Impossible to setup proper request-based SLO for c...

JPFrancoia · 09-21-2023 09:53 AM

Hello,

I'm trying to deploy a simple SLO for my cloud run service. This is what I have at the moment (terraform, but I also tried creating it in the console, with the same results. It's not a terraform provider problem):

resource "google_monitoring_slo" "request_based_slo" {
  for_each = toset(var.services_w_slos)

  service      = each.value
  slo_id       = format("requests-slo-%s", each.value)
  display_name = format("Request-based SLO for %s", each.value)

  goal                = 0.999
  rolling_period_days = 28

  request_based_sli {
    good_total_ratio {
      good_service_filter = join(" AND ", [
        "metric.label.\"response_code_class\"=\"2xx\"",
        "metric.type=\"run.googleapis.com/request_count\"",
        "resource.type=\"cloud_run_revision\"",
        format("resource.label.\"project_id\"=\"%s\"", var.project_id),
      ])
      total_service_filter = join(" AND ", [
        "metric.type=\"run.googleapis.com/request_count\"",
        "resource.type=\"cloud_run_revision\"",
        format("resource.label.\"project_id\"=\"%s\"", var.project_id),
      ])
    }
  }
}

This SLO is really simple: for a rolling period of 28 days, count the number of good requests (2xx status code) over the total number of requests. Nothing more, nothing less.But it doesn't do exactly what I expected (see image):

I sent a few good requests. The SLI was at 100%. Then I sent a bad request (on purpose). The SLI dropped to 80%. I then sent a couple of good requests. The SLI jumped back to 100%.

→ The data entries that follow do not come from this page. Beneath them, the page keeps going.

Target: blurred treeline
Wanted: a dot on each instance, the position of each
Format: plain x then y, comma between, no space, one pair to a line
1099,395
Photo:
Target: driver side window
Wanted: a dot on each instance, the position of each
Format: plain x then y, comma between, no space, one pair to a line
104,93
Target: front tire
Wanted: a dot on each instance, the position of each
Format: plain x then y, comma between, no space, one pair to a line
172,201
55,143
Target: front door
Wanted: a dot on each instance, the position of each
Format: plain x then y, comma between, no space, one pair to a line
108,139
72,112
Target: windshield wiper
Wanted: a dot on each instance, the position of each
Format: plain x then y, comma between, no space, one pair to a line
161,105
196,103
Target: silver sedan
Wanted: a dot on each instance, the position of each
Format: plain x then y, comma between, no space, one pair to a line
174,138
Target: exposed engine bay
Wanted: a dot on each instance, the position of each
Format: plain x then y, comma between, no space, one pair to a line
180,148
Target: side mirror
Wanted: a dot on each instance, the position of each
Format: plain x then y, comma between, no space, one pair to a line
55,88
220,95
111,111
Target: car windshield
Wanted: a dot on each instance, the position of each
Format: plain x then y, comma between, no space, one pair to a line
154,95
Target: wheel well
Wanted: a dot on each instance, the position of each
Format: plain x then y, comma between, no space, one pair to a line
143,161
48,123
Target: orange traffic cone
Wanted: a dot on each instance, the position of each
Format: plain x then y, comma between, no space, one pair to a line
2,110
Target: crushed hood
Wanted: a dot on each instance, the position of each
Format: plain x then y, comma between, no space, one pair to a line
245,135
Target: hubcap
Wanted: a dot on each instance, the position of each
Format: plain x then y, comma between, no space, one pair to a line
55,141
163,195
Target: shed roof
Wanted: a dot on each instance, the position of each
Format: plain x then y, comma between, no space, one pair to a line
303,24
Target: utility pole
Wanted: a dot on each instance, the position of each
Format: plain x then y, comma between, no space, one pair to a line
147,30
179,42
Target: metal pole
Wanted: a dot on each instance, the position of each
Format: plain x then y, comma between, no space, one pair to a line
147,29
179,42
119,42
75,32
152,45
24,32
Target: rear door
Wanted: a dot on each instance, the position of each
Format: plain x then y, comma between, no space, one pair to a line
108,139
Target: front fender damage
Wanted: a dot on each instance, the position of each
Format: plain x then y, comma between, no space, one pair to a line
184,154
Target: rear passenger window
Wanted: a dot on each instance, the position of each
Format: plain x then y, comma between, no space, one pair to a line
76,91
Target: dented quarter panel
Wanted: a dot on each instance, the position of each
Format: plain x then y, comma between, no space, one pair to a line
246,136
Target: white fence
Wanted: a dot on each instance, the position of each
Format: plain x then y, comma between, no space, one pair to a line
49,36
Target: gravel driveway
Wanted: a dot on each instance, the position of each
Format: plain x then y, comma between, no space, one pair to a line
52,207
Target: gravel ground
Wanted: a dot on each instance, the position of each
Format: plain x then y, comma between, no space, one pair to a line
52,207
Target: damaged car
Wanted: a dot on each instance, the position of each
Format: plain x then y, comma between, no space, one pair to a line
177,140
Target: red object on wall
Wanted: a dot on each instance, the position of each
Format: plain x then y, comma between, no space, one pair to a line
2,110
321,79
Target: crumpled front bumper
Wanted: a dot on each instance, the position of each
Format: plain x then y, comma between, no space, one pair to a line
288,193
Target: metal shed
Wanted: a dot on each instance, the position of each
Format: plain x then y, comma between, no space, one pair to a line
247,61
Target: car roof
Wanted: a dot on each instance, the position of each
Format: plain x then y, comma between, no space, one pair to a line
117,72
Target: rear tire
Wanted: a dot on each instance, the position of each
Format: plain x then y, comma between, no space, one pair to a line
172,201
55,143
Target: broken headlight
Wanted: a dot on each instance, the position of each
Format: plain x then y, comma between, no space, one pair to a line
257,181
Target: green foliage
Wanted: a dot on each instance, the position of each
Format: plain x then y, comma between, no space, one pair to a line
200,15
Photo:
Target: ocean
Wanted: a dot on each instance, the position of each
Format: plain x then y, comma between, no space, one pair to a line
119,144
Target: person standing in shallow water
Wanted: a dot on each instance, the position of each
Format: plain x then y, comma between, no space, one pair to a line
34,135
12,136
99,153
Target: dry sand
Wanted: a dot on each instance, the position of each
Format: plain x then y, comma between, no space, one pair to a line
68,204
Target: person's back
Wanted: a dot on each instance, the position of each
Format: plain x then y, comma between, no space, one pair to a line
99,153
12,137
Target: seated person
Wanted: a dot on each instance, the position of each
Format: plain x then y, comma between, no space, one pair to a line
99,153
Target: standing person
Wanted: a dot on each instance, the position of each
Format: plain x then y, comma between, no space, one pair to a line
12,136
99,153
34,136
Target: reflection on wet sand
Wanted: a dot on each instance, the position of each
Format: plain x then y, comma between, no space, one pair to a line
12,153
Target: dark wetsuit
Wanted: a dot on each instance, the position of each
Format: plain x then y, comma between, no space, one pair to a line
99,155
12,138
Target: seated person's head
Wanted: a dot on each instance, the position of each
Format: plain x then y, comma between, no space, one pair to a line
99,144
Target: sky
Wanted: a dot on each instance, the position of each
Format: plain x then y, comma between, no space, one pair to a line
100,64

It looks like the SLI measures the "instantaneous" reliability, without taking into account the previous requests. I suspect the metrics I used aren't really time series. Looking at the run.googleapis.com/request_count, I see that it's sampled every 60s. So basically what I'm getting is a continuous measure of the reliability of my service, for 60s chunks. This is not quite a SLO.

I tried everything and read all the docs I could find, but I couldn't get my SLO to work. What I would like is (IMO) very standard: a ratio of good requests last 28 days / total requests last 28 days.

Am I missing something? Could you give me a hand please?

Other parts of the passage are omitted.